What, exactly, are we teaching our kids? Having just started Sen. Ben Sasse’s new book on raising kids to be thoughtful citizens, this question has been on my mind. But seeing The Hill report that “nearly 100 eighth graders from New Jersey decided to sit out a group photo with House Speaker Paul Ryan (R-Wis.) during a class trip to Washington, D.C. on Friday” gave me serious pause. As in, really?
I still remember my own eighth-grade trip to Washington. Growing up in New York, we all looked forward to that annual school trip. It was a big deal. Yuge.
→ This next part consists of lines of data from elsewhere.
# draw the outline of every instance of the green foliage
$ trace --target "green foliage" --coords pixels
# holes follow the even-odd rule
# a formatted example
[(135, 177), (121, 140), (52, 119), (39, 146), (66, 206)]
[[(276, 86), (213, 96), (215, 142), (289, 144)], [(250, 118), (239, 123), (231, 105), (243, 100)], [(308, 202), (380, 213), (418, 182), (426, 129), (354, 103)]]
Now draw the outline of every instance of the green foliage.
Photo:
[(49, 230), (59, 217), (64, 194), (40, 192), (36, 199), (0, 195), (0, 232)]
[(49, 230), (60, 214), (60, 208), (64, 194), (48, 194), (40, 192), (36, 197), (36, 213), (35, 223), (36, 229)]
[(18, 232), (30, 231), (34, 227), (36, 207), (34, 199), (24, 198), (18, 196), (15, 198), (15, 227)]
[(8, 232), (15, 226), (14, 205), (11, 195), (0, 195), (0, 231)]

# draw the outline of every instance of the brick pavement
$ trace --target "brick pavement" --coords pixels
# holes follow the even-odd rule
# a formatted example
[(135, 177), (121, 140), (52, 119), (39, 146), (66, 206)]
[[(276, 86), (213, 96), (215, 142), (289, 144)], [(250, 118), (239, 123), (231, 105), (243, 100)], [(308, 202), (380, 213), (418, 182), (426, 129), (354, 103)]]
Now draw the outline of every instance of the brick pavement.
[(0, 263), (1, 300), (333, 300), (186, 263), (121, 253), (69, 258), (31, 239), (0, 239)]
We drove down from New York on a big bus, stayed in a hotel, and visited the U.S. Capitol. For me, a highlight of that visit was seeing NPR’s Cokie Roberts walk by in the Capitol. Of course, none of my classmates shared my excitement, as I was the only one who recognized her. (My father regularly watched Sunday morning talk shows, so I sometimes did too.)
The other high point that day was visiting our congresswoman in her office. Visiting Rep. Nita Lowey’s office felt like walking into an embassy for my hometown. The congresswoman was gracious and welcoming, kindly taking a picture with all of us, which she autographed and I kept. I’m still in touch with a bunch of my old classmates on Facebook. However, that black and white photograph is probably the most meaningful memento I have from a trip that fascinated me, as someone who already had a budding interest in politics and public service.
Respecting American Leaders Is a Mark of Maturity
This brings me back to those eighth graders from New Jersey. The Hill quotes three students. The first said she didn’t want to be in a picture with Ryan because it would indicate agreement with his political beliefs. I don’t believe a big group photo suggests any sort of endorsement, so I don’t think that should have been an issue.
The second reported opting out because of Ryan and President Trump’s many shared beliefs. I actually don’t see so many shared beliefs there, but wonder what this student had in mind. The third student, Alex Klint, commented, “I thought it would be interesting to see one of the nation’s lawmakers in person even if I strongly disagree with many of his views.” I can get on board with that.
No one has to agree with Ryan, or any other member of Congress, for that matter. But what ever happened to basic manners? Lowey is a liberal Democrat. Beyond our shared support for a strong U.S.-Israel relationship, I’m not sure that we agree on much of anything. That said, I can’t imagine having refused to pose in a group picture with her. That would have felt disgracefully rude. If I had had the opportunity to meet the speaker of the House that same day, I would have been thrilled to meet someone of historical importance, all politics aside.
Let’s Consider the Parents’ Influence Here
Given the age of the kids in the Ryan brouhaha, I have a hard time believing this decision to “sit in a parking lot while their peers took part in the photo op” was their idea. Most 13- and 14-year-olds have neither read widely enough nor lived long enough to have fully formed, independent political views; they are more likely to parrot whatever they’ve learned from trusted adults. That’s why this behavior strikes me as not being about students standing up for their principles, as some people replied when I tweeted about this. Rather, it looks more like something that parents or teachers encouraged, either explicitly or implicitly.
I'm glad we're teaching the next generation to associate only with people who agree with them politiically. https://t.co/9pf7lp9FAS
— Melissa Braunstein (@slowhoneybee) May 28, 2017
The action also recalls the Notre Dame University graduates recently walking out on Vice President Pence speaking at their commencement. Again, those students don’t have to like or share Pence’s views. The polite thing to do would have been to sit and listen. The bold thing to do would have been requesting a private meeting with Pence where they might have engaged and even argued about ideas, rather than simply exiting en masse.
Democracy can’t function if we wall ourselves off, refusing to communicate or debate ideas. Engaged citizens must be able to think critically and articulate why one view is superior to another. Having spent six years as a student on a very liberal university campus, where professors and speakers regularly offered opinions I didn’t share, I can attest that not only did I survive, but I thrived. Regular exposure to differing views helped to sharpen my thinking and reasoning abilities. I believe my education was more valuable for it.
As a parent, I try to be mindful of what behavior I’m modeling, because I know my children are always watching. I don’t want to teach my daughters that they can only befriend or respect individuals who share our family’s particular politics. I want them to behave respectfully toward every individual they meet. I tell them we don’t have to be friends with everyone, but we are polite to everyone.
There are plenty of wonderful people worth knowing who happen to vote differently, and I’m glad to have their friendship. But am I an increasing anomaly? I certainly hope not. I don’t want my children growing up in a world where we don’t respect our elected officials, or even the offices they represent. I don’t want my kids’ friendships to be curtailed by politics. I especially don’t want my children believing that good manners are optional. A basic level of civility is necessary for society to function.
As our politics become more polarized and vitriolic, we should remember that our children are watching us for clues about what to believe and how to behave. So again, let’s pause and consider: What are we teaching our children?